Photo by Michael Dziedzic on Unsplash

Income representation. While lots of research is being done about the impact of artificial intelligence on specific races and genders, not much work covers the relationship between the performance of AI models and our world’s economic inequality. Ignoring AI’s impact on each socio-economic group actually widens the digital divide since we’re excluding the poor from AI’s potential benefits.

To learn more about these inequities, a group of researchers at the University of Michigan trained, tested, and evaluated a state-of-the-art vision-language model known as Contrastive Language-Image Pre-training, or CLIP. The study’s authors evaluated this model’s performance on an image dataset of common household items such as toothbrushes and clothes, but these were all households with varying levels of income.

To improve the economic gap that technology widens, it is important that we understand how our state-of-the-art models perform not just overall, but across ALL levels of income. Using CLIP’s model performance and a deeper analysis into the image data, the researchers propose ways for us to democratize vision-language models so that they can be beneficial to everyone.

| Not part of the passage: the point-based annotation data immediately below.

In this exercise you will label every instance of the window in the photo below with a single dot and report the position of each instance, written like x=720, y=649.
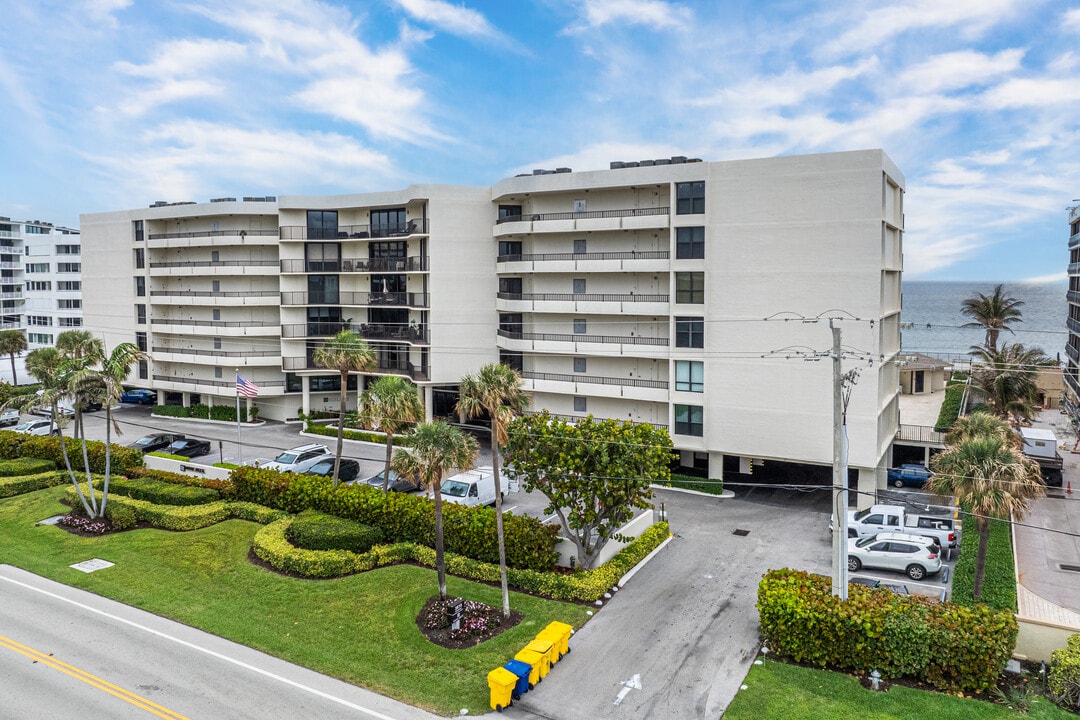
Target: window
x=689, y=333
x=688, y=420
x=690, y=198
x=689, y=243
x=690, y=287
x=690, y=376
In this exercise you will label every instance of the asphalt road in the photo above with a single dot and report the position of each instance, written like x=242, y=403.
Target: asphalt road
x=65, y=653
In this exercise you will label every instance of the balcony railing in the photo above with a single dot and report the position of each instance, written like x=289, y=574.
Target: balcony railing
x=559, y=337
x=217, y=353
x=630, y=212
x=216, y=263
x=920, y=434
x=628, y=255
x=415, y=227
x=583, y=297
x=416, y=263
x=401, y=299
x=625, y=382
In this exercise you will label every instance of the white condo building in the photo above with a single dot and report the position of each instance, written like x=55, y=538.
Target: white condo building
x=686, y=294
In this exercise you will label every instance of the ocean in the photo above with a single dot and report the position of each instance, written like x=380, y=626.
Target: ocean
x=932, y=321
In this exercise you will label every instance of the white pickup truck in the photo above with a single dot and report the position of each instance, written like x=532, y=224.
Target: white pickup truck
x=895, y=518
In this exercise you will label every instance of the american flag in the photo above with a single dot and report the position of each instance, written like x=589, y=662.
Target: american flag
x=246, y=388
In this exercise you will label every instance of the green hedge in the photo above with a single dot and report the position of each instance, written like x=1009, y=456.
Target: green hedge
x=16, y=486
x=468, y=531
x=946, y=646
x=48, y=447
x=999, y=581
x=271, y=544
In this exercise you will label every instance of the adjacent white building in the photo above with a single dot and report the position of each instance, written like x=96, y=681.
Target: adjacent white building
x=686, y=294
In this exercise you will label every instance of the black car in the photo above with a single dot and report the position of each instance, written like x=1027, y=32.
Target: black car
x=189, y=447
x=156, y=442
x=348, y=472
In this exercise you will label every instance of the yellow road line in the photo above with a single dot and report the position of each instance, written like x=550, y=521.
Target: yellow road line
x=91, y=680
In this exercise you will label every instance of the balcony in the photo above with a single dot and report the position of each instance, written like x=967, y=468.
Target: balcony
x=416, y=263
x=358, y=299
x=415, y=227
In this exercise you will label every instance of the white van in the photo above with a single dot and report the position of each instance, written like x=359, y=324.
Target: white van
x=474, y=487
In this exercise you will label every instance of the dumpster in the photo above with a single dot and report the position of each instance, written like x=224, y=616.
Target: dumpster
x=544, y=648
x=534, y=660
x=501, y=681
x=558, y=634
x=522, y=670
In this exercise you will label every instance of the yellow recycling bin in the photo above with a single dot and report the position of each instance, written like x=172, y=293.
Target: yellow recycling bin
x=501, y=681
x=534, y=659
x=557, y=634
x=544, y=648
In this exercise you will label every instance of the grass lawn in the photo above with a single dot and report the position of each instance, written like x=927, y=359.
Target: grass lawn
x=780, y=691
x=361, y=628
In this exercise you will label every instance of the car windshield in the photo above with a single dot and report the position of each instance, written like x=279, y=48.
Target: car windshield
x=455, y=488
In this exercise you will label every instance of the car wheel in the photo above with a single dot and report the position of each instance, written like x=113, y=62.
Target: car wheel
x=916, y=571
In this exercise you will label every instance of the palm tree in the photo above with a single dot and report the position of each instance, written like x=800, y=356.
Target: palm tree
x=12, y=342
x=495, y=390
x=391, y=405
x=991, y=478
x=436, y=448
x=993, y=312
x=346, y=352
x=1008, y=377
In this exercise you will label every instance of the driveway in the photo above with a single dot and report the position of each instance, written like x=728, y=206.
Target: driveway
x=686, y=623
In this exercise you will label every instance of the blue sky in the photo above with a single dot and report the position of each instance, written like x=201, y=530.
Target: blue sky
x=116, y=104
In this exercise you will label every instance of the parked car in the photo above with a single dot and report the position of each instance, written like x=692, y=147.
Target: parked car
x=38, y=428
x=156, y=442
x=397, y=483
x=138, y=396
x=348, y=472
x=909, y=474
x=188, y=447
x=299, y=460
x=913, y=555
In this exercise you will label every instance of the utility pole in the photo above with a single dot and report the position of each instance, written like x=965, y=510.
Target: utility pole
x=839, y=474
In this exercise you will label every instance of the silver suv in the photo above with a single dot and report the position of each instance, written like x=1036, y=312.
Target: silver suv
x=913, y=555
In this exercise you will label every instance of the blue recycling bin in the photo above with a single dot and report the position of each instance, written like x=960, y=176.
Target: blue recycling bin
x=522, y=670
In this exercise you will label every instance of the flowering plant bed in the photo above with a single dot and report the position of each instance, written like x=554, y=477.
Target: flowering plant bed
x=478, y=622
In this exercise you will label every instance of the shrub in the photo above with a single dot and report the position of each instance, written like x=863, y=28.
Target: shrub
x=1063, y=681
x=946, y=646
x=318, y=531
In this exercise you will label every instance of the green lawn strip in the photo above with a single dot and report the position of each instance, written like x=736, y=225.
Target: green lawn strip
x=361, y=628
x=780, y=691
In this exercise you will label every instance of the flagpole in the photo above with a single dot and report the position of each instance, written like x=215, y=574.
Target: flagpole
x=240, y=448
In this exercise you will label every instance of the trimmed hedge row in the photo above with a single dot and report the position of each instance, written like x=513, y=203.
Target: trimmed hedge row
x=48, y=447
x=946, y=646
x=16, y=486
x=271, y=544
x=468, y=531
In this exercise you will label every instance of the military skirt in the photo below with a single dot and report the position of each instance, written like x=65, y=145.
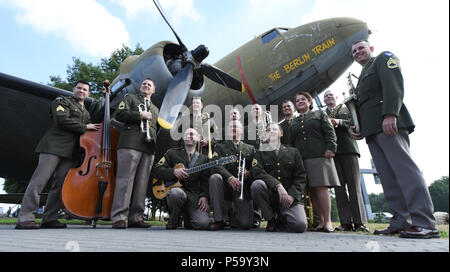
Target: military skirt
x=321, y=172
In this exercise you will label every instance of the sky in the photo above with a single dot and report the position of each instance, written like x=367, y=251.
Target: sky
x=40, y=39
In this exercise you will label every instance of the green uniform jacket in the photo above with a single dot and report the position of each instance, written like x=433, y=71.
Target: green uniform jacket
x=345, y=143
x=286, y=169
x=312, y=134
x=69, y=122
x=381, y=92
x=285, y=124
x=131, y=135
x=227, y=148
x=196, y=185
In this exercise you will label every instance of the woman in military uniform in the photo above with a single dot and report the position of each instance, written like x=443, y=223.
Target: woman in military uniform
x=313, y=135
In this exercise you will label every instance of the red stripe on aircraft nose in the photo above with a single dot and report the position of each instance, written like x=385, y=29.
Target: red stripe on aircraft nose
x=244, y=80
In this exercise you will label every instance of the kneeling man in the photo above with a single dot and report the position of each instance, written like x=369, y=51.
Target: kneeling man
x=279, y=185
x=192, y=196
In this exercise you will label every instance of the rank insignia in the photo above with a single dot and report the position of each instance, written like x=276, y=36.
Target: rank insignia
x=254, y=162
x=162, y=161
x=392, y=63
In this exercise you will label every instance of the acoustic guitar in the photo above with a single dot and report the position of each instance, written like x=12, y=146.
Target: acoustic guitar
x=161, y=187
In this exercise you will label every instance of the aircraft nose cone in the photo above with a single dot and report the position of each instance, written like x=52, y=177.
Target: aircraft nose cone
x=352, y=29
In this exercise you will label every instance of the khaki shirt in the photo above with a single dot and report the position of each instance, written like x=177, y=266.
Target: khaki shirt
x=345, y=143
x=69, y=122
x=381, y=92
x=286, y=168
x=196, y=185
x=312, y=134
x=131, y=135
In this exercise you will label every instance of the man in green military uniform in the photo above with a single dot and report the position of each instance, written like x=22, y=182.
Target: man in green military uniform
x=386, y=124
x=289, y=113
x=202, y=123
x=192, y=197
x=350, y=204
x=279, y=184
x=135, y=156
x=225, y=184
x=57, y=152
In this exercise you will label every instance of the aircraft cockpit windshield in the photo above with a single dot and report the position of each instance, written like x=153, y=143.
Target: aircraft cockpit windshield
x=273, y=34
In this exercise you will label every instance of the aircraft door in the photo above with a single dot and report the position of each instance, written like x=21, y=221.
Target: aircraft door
x=272, y=55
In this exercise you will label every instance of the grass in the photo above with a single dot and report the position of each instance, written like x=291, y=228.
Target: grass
x=443, y=229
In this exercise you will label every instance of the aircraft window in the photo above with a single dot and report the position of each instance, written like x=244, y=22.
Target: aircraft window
x=270, y=36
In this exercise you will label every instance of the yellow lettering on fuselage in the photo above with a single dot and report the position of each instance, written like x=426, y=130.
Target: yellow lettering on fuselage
x=304, y=58
x=297, y=62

Let’s back up for a second. What is CLIP? It’s an extremely popular foundation model combining computer vision and natural language processing. This model is trained on such a wide variety of data that it can perform several tasks such as generating images or text. However, the data used to train models like CLIP are normally taken from the Western tech industry which explains why these models can turn out biased against its non-Western counterparts.

Dataset. In this study, CLIP worked with the Dollar Street dataset containing over 38,000 images of household items from 63 countries. All images in this dataset come with their two respective pieces of information: income and location.

What does CLIP do? Given the images of household items in the dataset, CLIP’s job is to classify these items by their households’ respective incomes and locations. CLIP’s performance is evaluated using CLIP scores based on the model’s accuracy.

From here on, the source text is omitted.